O diretor do serviço secreto - que assumiu há apenas um mês e responde diretamente ao presidente colombiano, Álvaro
Uribe - afirmou que grampos telefônicos não fazem parte das práticas
adotadas pelo governo e seriam trabalho de agentes duplos empregados
por grupos criminosos.

"Isto é (trabalho de) uma rede mafiosa que ameaça a segurança do Estado."
A polícia secreta da Colômbia tem passado por uma série de escândalos desde que o presidente Álvaro Uribe assumiu o poder, em 2002, e nomeou Jorge Noguera, um de seus gerentes de campanha, como diretor.

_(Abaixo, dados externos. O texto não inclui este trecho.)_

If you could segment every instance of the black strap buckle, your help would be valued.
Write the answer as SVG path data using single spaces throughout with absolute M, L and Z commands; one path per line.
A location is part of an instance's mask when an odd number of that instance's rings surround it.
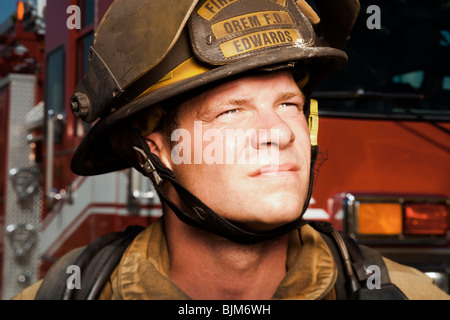
M 147 173 L 151 173 L 153 175 L 154 182 L 156 183 L 157 186 L 159 186 L 161 184 L 161 182 L 163 182 L 164 180 L 161 178 L 161 176 L 156 171 L 156 168 L 153 165 L 150 158 L 147 157 L 144 150 L 142 150 L 138 147 L 133 147 L 133 149 L 136 152 L 138 152 L 142 157 L 142 158 L 139 157 L 139 164 L 141 165 L 142 169 L 144 169 L 144 171 Z

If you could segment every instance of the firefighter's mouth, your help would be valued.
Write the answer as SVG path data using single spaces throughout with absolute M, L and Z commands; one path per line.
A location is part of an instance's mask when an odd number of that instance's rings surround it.
M 293 163 L 285 164 L 270 164 L 263 166 L 253 171 L 250 177 L 286 177 L 286 176 L 296 176 L 297 172 L 300 170 L 298 165 Z

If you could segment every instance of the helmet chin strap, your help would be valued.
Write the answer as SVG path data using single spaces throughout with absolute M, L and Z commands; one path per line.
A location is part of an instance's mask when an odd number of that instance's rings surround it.
M 236 243 L 253 244 L 280 237 L 308 223 L 308 221 L 303 220 L 302 217 L 308 208 L 309 201 L 311 199 L 314 182 L 314 164 L 318 153 L 317 146 L 312 146 L 311 150 L 309 189 L 301 215 L 296 220 L 286 223 L 276 229 L 269 231 L 257 231 L 242 228 L 238 224 L 222 218 L 194 194 L 182 186 L 178 181 L 176 181 L 173 172 L 165 167 L 160 159 L 150 151 L 147 142 L 142 138 L 142 136 L 136 134 L 133 138 L 133 143 L 133 148 L 136 152 L 136 156 L 141 167 L 140 171 L 152 180 L 160 199 L 170 207 L 178 219 L 192 227 L 211 232 Z M 167 197 L 162 190 L 163 181 L 169 182 L 174 187 L 186 208 L 189 208 L 192 212 L 189 213 L 184 211 Z

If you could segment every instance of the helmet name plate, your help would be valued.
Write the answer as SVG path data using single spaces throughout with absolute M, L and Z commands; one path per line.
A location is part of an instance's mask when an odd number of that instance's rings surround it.
M 315 41 L 313 26 L 294 0 L 206 0 L 192 13 L 189 30 L 194 55 L 209 65 Z

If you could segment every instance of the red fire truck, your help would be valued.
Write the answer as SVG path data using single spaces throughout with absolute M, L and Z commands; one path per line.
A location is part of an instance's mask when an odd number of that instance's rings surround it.
M 44 122 L 34 132 L 41 137 L 35 139 L 40 219 L 31 249 L 39 256 L 38 271 L 25 279 L 23 268 L 7 261 L 11 255 L 0 257 L 3 279 L 15 282 L 13 289 L 0 282 L 3 298 L 42 277 L 68 250 L 161 215 L 151 183 L 134 170 L 95 177 L 70 171 L 89 127 L 73 117 L 68 101 L 112 1 L 46 1 Z M 348 65 L 314 93 L 321 154 L 306 218 L 331 221 L 385 256 L 427 272 L 449 292 L 450 8 L 445 1 L 406 2 L 361 0 Z M 373 5 L 381 14 L 374 16 Z M 80 29 L 68 22 L 78 12 Z M 2 187 L 10 183 L 0 177 Z M 5 230 L 14 221 L 5 222 L 3 203 L 1 210 Z M 11 250 L 12 242 L 3 236 L 1 250 Z
M 449 13 L 445 1 L 361 1 L 347 66 L 315 92 L 324 162 L 311 204 L 447 292 Z

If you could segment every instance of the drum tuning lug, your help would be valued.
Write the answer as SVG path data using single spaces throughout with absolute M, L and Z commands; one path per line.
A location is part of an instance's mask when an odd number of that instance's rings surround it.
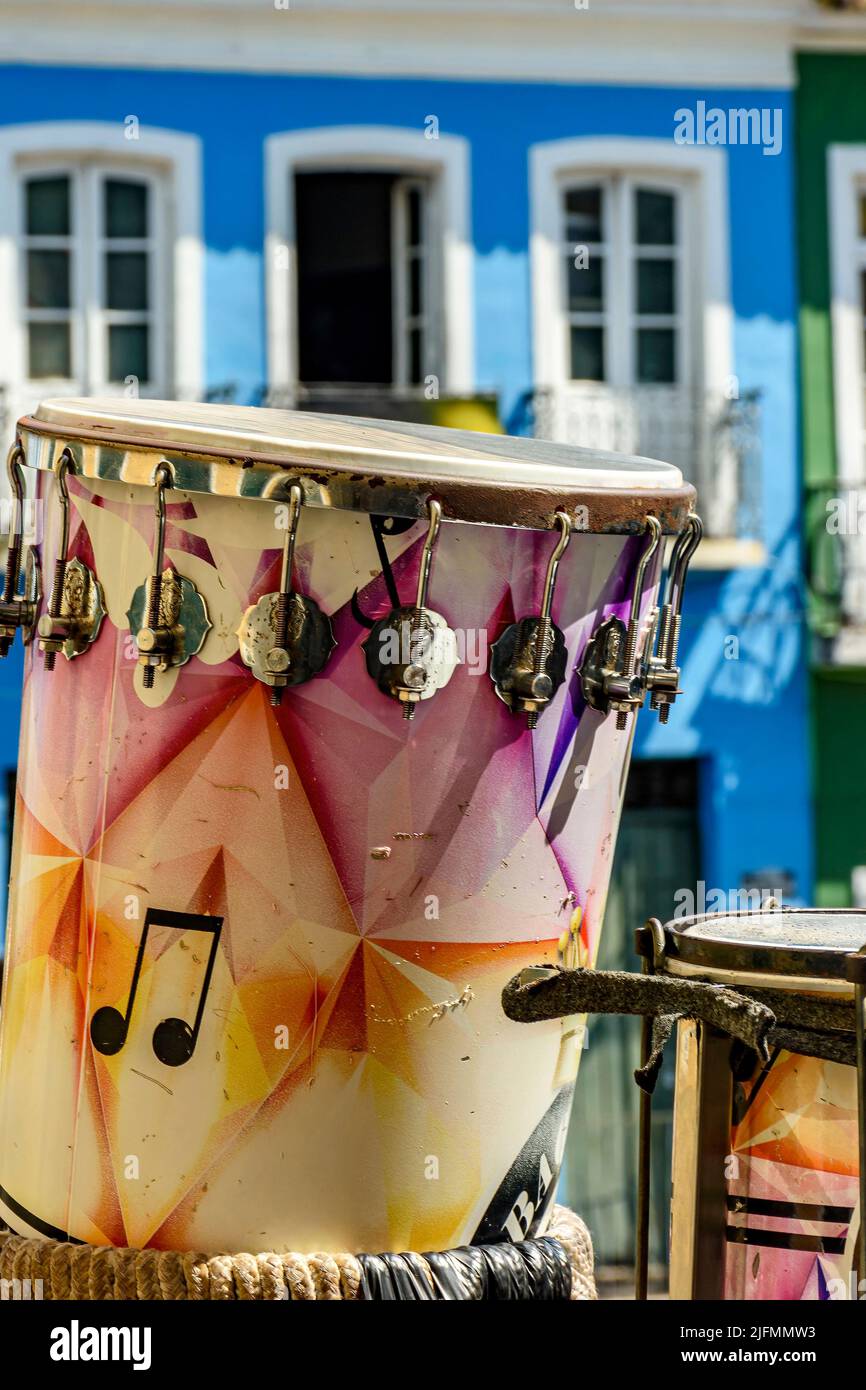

Noguera renunciou ao cargo três anos depois em meio a acusações de que ele teria ligações com esquadrões da morte montados por grupos paramilitares de direita. Noguera foi preso e aguarda julgamento.

Em outubro do ano passado, Maria Pilar Hurtado foi forçada a renunciar como diretora do serviço secreto depois que foi revelado que a organização estaria investigando opositores do presidente Uribe.